Nonetheless, absinthe was accused of having hallucinogenic drug-like properties at the turn of the century, he said. Therefore Absinthe was banned in the United States, Switzerland and France in the early 1900s.

Illegal to produce in the United States until 2007, the Legates began distilling their version of absinthe in 2009. They infuse a 90-proof pure spirit from Kentucky with an herbal concoction that took months to perfect.

Ridge is one of 12 absinthe distillers in the United States and the only one in Montana. They are small and like it that way, selling 700 proof-gallons a year and still are able to wild-harvest enough of Montana's wild wormwood to make their product.

Ironically, even though absinthe isn't absinthe without it, wormwood makes up only a small fraction of the herbs in the drink.

"Absinthe definitely has a different buzz," Jules said. "But it's not about the buzz, it's about the herb bill."

It's the anise. The fennel. The hints of coriander. They dance on the tongue waiting for the brain to catch up to their flavors. It's unlike anything you've ever tasted.

Think Big

Bottles line up like foot soldiers three feet above the warehouse floor. They clink together impatiently, the air heavy with beer that will soon fulfill their purpose in life.
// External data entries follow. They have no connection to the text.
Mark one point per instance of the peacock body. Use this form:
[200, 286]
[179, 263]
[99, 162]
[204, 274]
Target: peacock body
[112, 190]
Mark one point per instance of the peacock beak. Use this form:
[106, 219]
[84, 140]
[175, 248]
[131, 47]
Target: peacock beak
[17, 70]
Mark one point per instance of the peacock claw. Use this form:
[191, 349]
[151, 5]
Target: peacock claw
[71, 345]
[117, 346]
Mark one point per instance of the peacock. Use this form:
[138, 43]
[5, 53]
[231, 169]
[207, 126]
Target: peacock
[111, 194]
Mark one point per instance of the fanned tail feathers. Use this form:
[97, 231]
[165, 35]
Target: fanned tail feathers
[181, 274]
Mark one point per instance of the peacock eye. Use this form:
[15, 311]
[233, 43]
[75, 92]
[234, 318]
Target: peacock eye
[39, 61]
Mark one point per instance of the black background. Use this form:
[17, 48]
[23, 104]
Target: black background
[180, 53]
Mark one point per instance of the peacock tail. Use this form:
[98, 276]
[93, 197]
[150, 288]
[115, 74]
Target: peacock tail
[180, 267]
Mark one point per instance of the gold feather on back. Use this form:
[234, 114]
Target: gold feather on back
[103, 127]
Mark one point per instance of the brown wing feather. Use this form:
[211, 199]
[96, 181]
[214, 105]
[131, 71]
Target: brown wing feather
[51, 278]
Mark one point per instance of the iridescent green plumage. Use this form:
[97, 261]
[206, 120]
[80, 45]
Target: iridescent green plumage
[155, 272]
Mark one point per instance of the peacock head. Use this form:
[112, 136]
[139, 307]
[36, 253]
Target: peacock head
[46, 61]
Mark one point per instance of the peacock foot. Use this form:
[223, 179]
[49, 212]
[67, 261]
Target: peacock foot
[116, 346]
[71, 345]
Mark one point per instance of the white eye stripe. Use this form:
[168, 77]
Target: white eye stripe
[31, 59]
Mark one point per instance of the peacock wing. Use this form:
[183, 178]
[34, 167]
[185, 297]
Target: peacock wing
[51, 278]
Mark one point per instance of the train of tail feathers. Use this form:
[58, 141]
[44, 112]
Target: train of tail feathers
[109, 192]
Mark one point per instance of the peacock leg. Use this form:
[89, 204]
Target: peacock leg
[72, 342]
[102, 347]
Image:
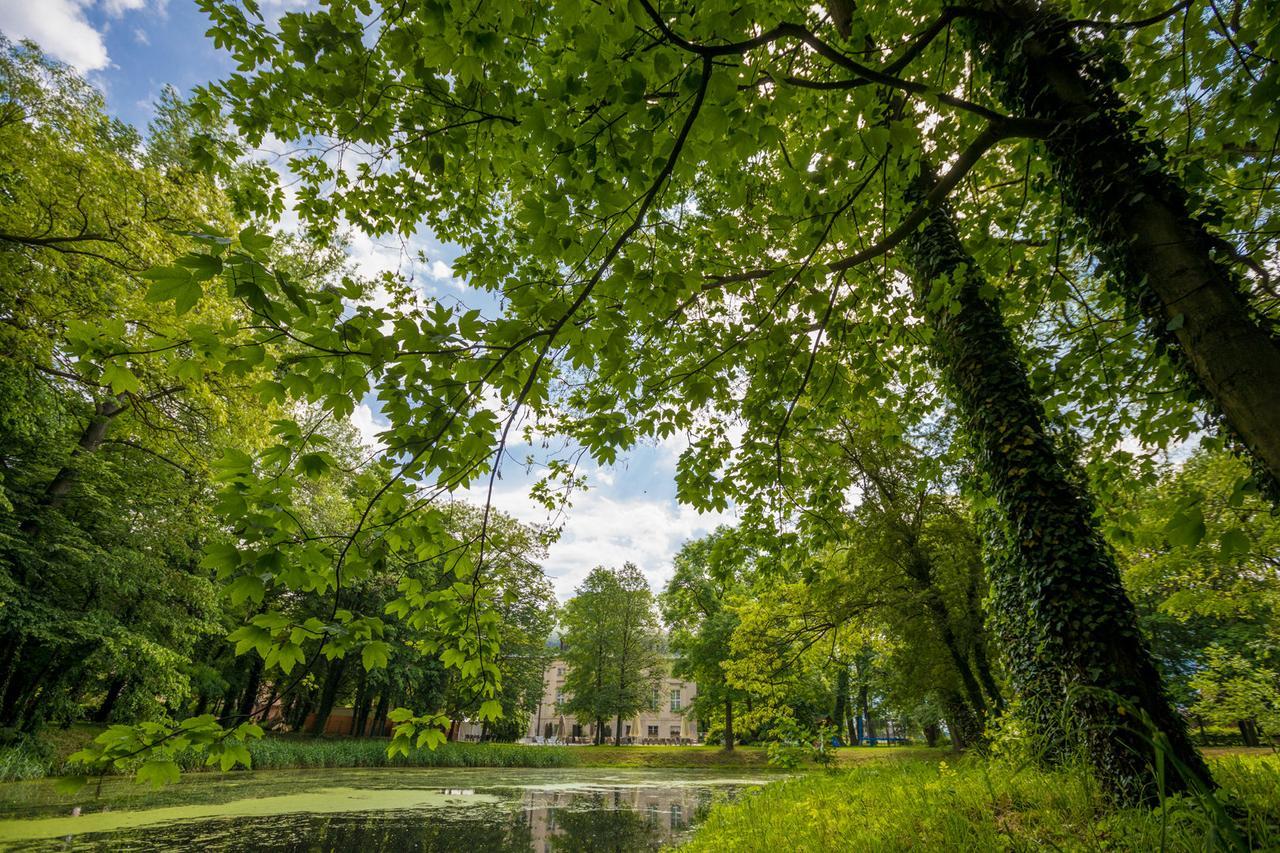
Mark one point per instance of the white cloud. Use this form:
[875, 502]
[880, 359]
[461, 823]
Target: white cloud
[117, 8]
[59, 27]
[362, 419]
[63, 28]
[599, 530]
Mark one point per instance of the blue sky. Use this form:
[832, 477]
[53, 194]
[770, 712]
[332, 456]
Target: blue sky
[131, 49]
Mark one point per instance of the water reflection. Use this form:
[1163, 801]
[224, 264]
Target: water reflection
[612, 812]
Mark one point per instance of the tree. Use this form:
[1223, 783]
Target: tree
[612, 646]
[695, 606]
[1198, 550]
[110, 420]
[737, 286]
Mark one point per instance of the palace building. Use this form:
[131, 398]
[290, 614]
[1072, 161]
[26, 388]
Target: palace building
[666, 721]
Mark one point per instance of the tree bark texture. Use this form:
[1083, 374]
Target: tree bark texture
[1138, 218]
[1065, 583]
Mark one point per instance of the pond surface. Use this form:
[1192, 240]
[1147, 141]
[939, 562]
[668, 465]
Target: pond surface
[446, 808]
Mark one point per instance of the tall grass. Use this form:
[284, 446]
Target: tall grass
[21, 762]
[280, 753]
[983, 806]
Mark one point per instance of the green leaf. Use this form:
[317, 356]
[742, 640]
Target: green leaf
[374, 655]
[1187, 528]
[1233, 542]
[246, 588]
[120, 378]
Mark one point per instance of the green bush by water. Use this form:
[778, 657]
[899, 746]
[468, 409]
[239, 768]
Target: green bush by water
[21, 761]
[981, 806]
[280, 753]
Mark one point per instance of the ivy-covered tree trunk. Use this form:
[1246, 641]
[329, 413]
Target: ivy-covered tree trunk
[1034, 682]
[1138, 217]
[1063, 580]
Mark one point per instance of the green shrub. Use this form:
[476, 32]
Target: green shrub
[286, 752]
[21, 761]
[983, 806]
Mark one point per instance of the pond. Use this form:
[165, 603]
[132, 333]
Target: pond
[470, 808]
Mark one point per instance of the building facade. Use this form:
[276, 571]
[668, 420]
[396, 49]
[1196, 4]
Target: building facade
[667, 720]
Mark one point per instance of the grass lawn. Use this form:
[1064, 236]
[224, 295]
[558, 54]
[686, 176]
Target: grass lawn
[717, 757]
[973, 804]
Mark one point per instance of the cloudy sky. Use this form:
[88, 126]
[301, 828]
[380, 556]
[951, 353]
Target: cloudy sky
[131, 49]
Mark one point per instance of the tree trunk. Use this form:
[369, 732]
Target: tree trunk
[113, 694]
[90, 441]
[255, 683]
[329, 694]
[1139, 218]
[920, 573]
[379, 724]
[1082, 619]
[864, 707]
[837, 717]
[357, 703]
[982, 666]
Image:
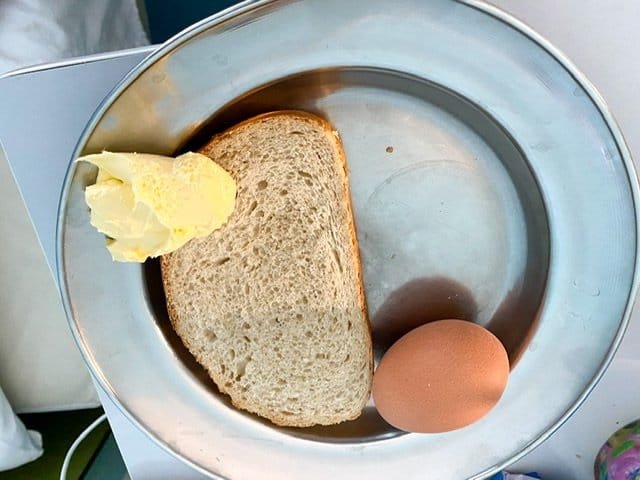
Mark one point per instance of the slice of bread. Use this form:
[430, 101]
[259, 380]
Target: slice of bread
[271, 304]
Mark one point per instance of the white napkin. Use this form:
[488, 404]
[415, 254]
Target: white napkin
[37, 31]
[41, 368]
[17, 444]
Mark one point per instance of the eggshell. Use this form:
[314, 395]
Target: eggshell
[440, 377]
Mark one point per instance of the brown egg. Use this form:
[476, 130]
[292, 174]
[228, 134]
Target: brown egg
[441, 376]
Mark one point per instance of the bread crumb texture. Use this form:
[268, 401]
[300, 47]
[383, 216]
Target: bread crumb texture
[271, 304]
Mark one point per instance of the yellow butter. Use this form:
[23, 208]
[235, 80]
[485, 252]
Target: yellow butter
[149, 205]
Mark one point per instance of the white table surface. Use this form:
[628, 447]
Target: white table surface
[53, 104]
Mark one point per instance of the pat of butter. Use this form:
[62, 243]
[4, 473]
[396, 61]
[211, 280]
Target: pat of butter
[149, 205]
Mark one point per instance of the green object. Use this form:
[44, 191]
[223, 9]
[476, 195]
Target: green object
[623, 447]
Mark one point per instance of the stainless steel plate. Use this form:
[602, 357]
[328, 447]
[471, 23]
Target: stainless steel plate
[488, 181]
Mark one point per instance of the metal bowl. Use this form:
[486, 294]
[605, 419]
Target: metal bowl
[489, 182]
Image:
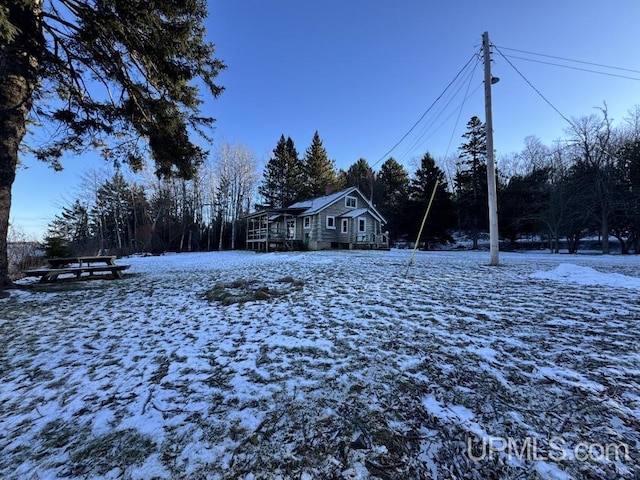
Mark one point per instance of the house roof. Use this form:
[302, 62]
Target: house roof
[314, 205]
[354, 213]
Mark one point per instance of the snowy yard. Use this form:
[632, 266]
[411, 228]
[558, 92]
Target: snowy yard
[348, 368]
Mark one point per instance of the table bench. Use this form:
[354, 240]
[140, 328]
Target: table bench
[77, 266]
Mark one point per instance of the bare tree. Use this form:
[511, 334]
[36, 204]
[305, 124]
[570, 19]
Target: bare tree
[236, 170]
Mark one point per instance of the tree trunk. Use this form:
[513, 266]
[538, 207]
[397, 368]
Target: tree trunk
[605, 234]
[18, 74]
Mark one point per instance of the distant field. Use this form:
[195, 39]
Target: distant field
[334, 365]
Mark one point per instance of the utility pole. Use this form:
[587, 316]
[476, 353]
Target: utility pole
[491, 169]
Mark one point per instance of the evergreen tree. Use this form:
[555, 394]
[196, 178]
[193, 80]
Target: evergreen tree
[282, 184]
[441, 217]
[124, 70]
[393, 184]
[319, 172]
[72, 224]
[361, 175]
[471, 181]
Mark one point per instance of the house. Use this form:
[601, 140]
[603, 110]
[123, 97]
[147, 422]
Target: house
[344, 219]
At a speed of 500 bottles per minute, Big Sky Brewery's bottling line sterilizes, fills, caps, and labels before popping the bottles into six-pack carriers and cases that roll down to a waiting employee.

He stacks pallets full before shuttling them to the walk-in cooler, where cases stand in line for late-week pick-up and distribution. They could end up anywhere from California to Michigan.

"We kind of wanted to be a big regional brewery and I think most Montana breweries start out wanting to be much smaller," said Neal Leathers, co-founder and president of Big Sky. "Those first couple of years were really stressful, but once we got above water we never looked back."